My personal favourite is the talk from ClojuTRE by the main architect behind Crux, which looks under the hood a lot more and discusses many of the key design trade-offs during initial implementation: https://youtu.be/YjAVsvYGbuU
However, Crux is much easier to justify with stakeholders if you have a complex problem revolving around ad-hoc graph joins or bitemporal queries & audit requirements. Or if you simply have high single-threaded transaction throughput requirements. Postgres in particular doesn't have pleasant answers to this intersection of problems.

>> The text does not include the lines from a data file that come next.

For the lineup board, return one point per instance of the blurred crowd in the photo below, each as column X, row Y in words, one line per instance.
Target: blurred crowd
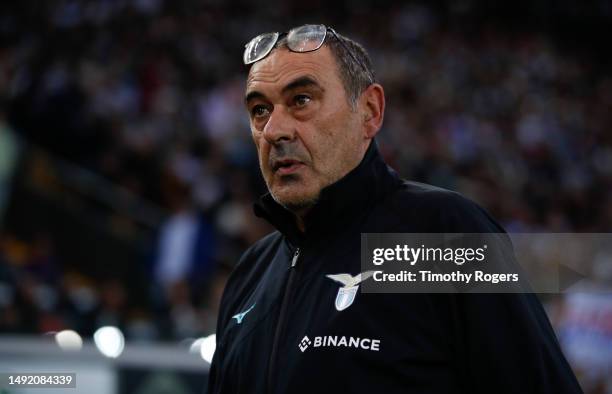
column 148, row 94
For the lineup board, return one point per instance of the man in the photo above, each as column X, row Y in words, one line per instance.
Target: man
column 314, row 110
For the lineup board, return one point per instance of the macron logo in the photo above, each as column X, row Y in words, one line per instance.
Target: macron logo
column 340, row 341
column 304, row 343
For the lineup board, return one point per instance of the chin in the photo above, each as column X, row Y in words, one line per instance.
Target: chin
column 295, row 200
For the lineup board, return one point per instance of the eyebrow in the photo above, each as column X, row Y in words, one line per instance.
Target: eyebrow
column 300, row 82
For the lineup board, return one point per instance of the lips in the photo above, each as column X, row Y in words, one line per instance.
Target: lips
column 286, row 166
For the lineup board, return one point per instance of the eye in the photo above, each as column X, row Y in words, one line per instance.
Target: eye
column 301, row 100
column 259, row 111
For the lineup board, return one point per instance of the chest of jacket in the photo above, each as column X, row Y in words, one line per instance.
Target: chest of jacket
column 304, row 328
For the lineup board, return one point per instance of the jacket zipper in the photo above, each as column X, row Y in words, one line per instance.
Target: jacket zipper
column 280, row 325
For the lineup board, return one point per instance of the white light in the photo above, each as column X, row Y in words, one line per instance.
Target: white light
column 69, row 340
column 207, row 347
column 109, row 341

I think the tables will inevitably turn against currently-safe choices life Postgres though, as systems like Crux are going to continue to be able to take advantage of the latest and greatest ideas, relatively unencumbered by decades of antiquated design decisions and legacy code. This is where the whole Clojure philosophy really shines in Crux, as all the layers interact through clean and composable Clojure protocols that facilitate new kinds of database modularity. These protocols allow the community to take advantage of whatever wonderful cloud services they might want to use, without any additional ceremony to interact with the core development team.
EDIT: Finally, as new generations of developers emerge the pressure for the industry to standardise on a better relational query language will build. Fingers are crossed for Datalog!
> Record the true history of your business whilst also preserving an immutable transaction record - this is the essence of bitemporality. Unlock the ability to efficiently query through time, as a developer and as an application user. Crux enables you to create retroactive corrections, simplify historical data migrations and build an integrated view of out-of-order event data.
> Apache Kafka for the primary storage of transactions and documents as semi-immutable logs.
> RocksDB or LMDB to host indexes for rich query support.
Kafka is usually more than most people want or need. There was a blog post recently about a new Firebase-like Clojure web framework which uses Crux + Digital Ocean's managed Postgres service: https://findka.com/blog/migrating-to-biff/
Disclosure: working on Crux :)
How straightforward would it be to add a new JDBC-based node implementation? I'm noticing that SQL Server is apparently missing, which is a bit of a shame given how many off-the-shelf products use it (and could therefore probably integrate with Crux if Crux did so, too).
It wouldn't be infeasible for someone new to Clojure to manage it about the same time also. The hard part is the SQL, not the Clojure.
Fortunately there actually is SQL Server support already: https://github.com/juxt/crux/blob/master/crux-jdbc/src/crux/...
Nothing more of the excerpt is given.